Judge Bledsoe stated that the usual Rule 8 challenge to a pleading was "based on the lack of specific detail in the complaint, not because the complaint is too detailed and voluminous."  Op. Par. 20.  He found no North Carolina decisions dismissing a complaint for it being overly "detailed," but cited several federal court decisions taking that action. Op ¶20 & n.6.

Even so, the Court denied the Motion to Dismiss on Rule 8 grounds, saying that the allegations of the counterclaims were not "so voluminous or incomprehensible to prevent Kingsdown from discerning the nature and basis" for the counterclaims "or otherwise formulating an answer to the Counterclaims."  Op. ¶20.

Although Ray’s counterclaims survived a Rule 8 dismissal, they were dismissed without prejudice because of the violation of Rule 10.  Judge Bledsoe "admonish[ed] Ms.
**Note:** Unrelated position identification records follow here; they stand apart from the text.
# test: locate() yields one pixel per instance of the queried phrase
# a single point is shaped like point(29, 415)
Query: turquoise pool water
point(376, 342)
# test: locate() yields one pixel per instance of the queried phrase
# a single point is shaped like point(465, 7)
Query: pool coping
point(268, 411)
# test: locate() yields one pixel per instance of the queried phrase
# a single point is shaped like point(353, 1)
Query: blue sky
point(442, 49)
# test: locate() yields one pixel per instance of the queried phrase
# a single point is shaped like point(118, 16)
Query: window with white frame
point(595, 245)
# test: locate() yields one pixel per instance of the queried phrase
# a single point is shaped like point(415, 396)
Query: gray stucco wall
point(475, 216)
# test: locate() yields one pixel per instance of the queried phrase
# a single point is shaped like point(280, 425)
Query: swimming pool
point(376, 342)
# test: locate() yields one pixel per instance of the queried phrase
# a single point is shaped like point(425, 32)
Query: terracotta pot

Ray to follow the requirement under Rule 8 to advance ‘simple, concise, and direct’ allegations in the preparation and filing of her amended Counterclaims."  Op. ¶21.

Despite the dismissal being without prejudice, Judge Bledsoe threw cold water on a number of Ray’s counterclaims and dismissed them with prejudice.  Most of those counterclaims stemmed from the termination of her employment with Kingsdown.
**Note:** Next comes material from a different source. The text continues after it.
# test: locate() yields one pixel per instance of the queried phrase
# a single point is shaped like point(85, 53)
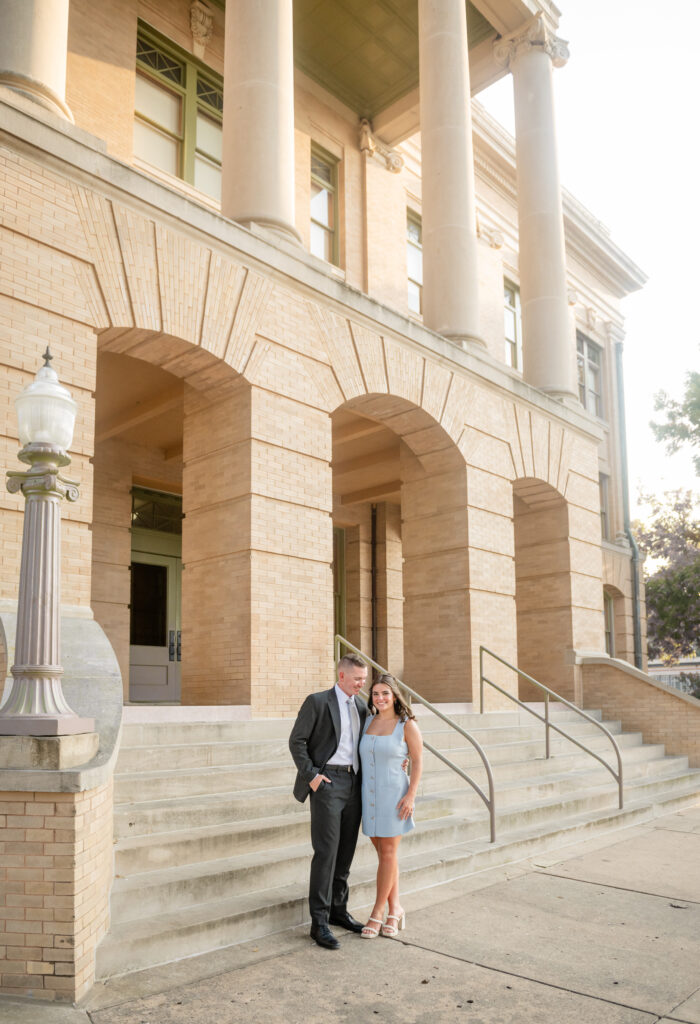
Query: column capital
point(533, 37)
Wrongful discharge: Wrongful discharge claims need to be pled with specificity.  Op. ¶25  Ray’s "scattershot allegations" (Op. ¶26) fell short of what was necessary for the Court to determine whether Kingsdown had taken any improper action which was the "but for" cause of her termination.  Op. ¶26.  That claim was dismissed without prejudice.

Blacklisting:  To make out a claim under the blacklisting statute (G.S. §14-355) a party must plead "(1) that she attempted to obtain employment with another entity; (2) that [her former employer] took affirmative steps by ‘words or writing of any kind’ to prevent her from obtaining employment with that entity; and (3) that whatever statements or writing that were made to the entity were false." Op. ¶30.  The Court dismissed this counterclaim with prejudice because Ray had failed to plead any of the essential elements of her claim.
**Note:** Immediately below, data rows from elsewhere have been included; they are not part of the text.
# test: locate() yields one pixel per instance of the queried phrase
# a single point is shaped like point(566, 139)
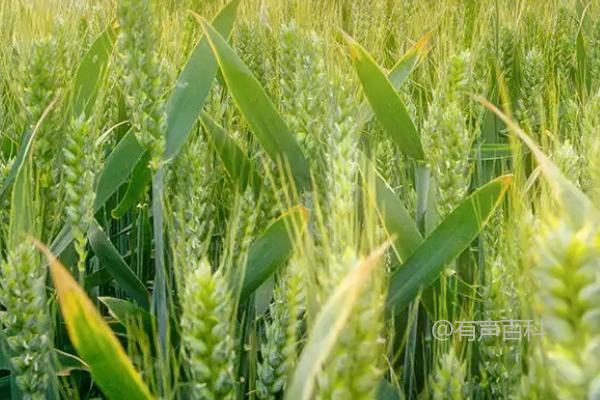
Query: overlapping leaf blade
point(93, 339)
point(385, 102)
point(445, 244)
point(266, 123)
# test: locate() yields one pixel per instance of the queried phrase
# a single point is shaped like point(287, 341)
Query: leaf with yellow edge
point(91, 336)
point(576, 205)
point(328, 326)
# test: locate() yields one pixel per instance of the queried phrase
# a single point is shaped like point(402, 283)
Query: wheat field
point(300, 199)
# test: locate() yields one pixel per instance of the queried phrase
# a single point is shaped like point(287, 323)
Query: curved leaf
point(445, 244)
point(238, 165)
point(328, 325)
point(193, 84)
point(577, 206)
point(271, 250)
point(124, 311)
point(264, 120)
point(385, 102)
point(24, 149)
point(123, 159)
point(113, 262)
point(91, 71)
point(398, 75)
point(93, 339)
point(140, 177)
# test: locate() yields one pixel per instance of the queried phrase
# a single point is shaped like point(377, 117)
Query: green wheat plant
point(261, 199)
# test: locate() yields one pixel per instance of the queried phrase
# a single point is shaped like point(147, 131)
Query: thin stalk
point(159, 296)
point(422, 188)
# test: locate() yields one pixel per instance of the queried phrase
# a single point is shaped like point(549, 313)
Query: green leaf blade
point(260, 112)
point(194, 83)
point(386, 103)
point(445, 244)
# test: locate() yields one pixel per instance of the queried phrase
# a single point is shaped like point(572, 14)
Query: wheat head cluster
point(300, 199)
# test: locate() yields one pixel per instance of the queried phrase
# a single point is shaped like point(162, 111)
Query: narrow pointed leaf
point(398, 75)
point(264, 120)
point(271, 250)
point(445, 244)
point(23, 152)
point(117, 167)
point(128, 152)
point(91, 71)
point(386, 102)
point(193, 84)
point(239, 167)
point(396, 218)
point(110, 258)
point(328, 326)
point(136, 189)
point(93, 339)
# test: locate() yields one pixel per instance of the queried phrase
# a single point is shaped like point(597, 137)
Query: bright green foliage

Intentional Infliction of Emotional Distress: Judge Bledsoe observed that:

our appellate courts have consistently held that ‘the mere firing of an employee can never be "extreme and outrageous’ conduct sufficient to state a claim for intentional infliction of emotional distress."

Op. ¶34 (quoting Sims-Campbell v. Welch, 2015 N.C. App. LEXIS 166, *11–12 (N.C. Ct. App. Mar. 3, 2015)).

This claim was also dismissed with prejudice because Ray’s allegations (that she was slighted or ignored by Kingsdown’s management from time to time, and her frustration and irritation with having to suffer various personal inconveniences resulting from the performance of her job) did not rise to the level of mistreatment that could give rise to a claim for intentional infliction of emotional distress.

Constructive Fraud/Fiduciary Duty: Ray’s claim for constructive fraud depended on Kingsdown owing her a fiduciary duty, because the existence of a fiduciary relationship is an element of a constructive fraud claim.  Ray’s counsel argued that since Ray was an officer of Kingsdown, and thus owed the corporation a fiduciary duty, that the corporation therefore owed her a reciprocal fiduciary duty.  Judge Bledsoe rejected this argument in a footnote, stating that this was "simply not the law."  Op. ¶42 & n.9.

Unfair and Deceptive Practices: The Chapter 75 claim was dismissed with prejudice as it rested on facts which arose out of Ray’s employment and therefore involved "internal business disputes rather than interactions with businesses or consumers."  Op. ¶45.  It was therefore not "in or affecting commerce" which is the type of conduct targeted by G.S. §75-1.1(a).

If you are wondering if there could be any claims left in this hodge podge of counterclaims, the answer is unfortunately yes.  But you are probably as tired of reading about this Opinion as I am writing about it.  A part of a defamation counterclaim was dismissed without prejudice but a part of it with prejudice.  A negligence counterclaim was dismissed with prejudice.  A civil conspiracy counterclaim was dismissed with prejudice.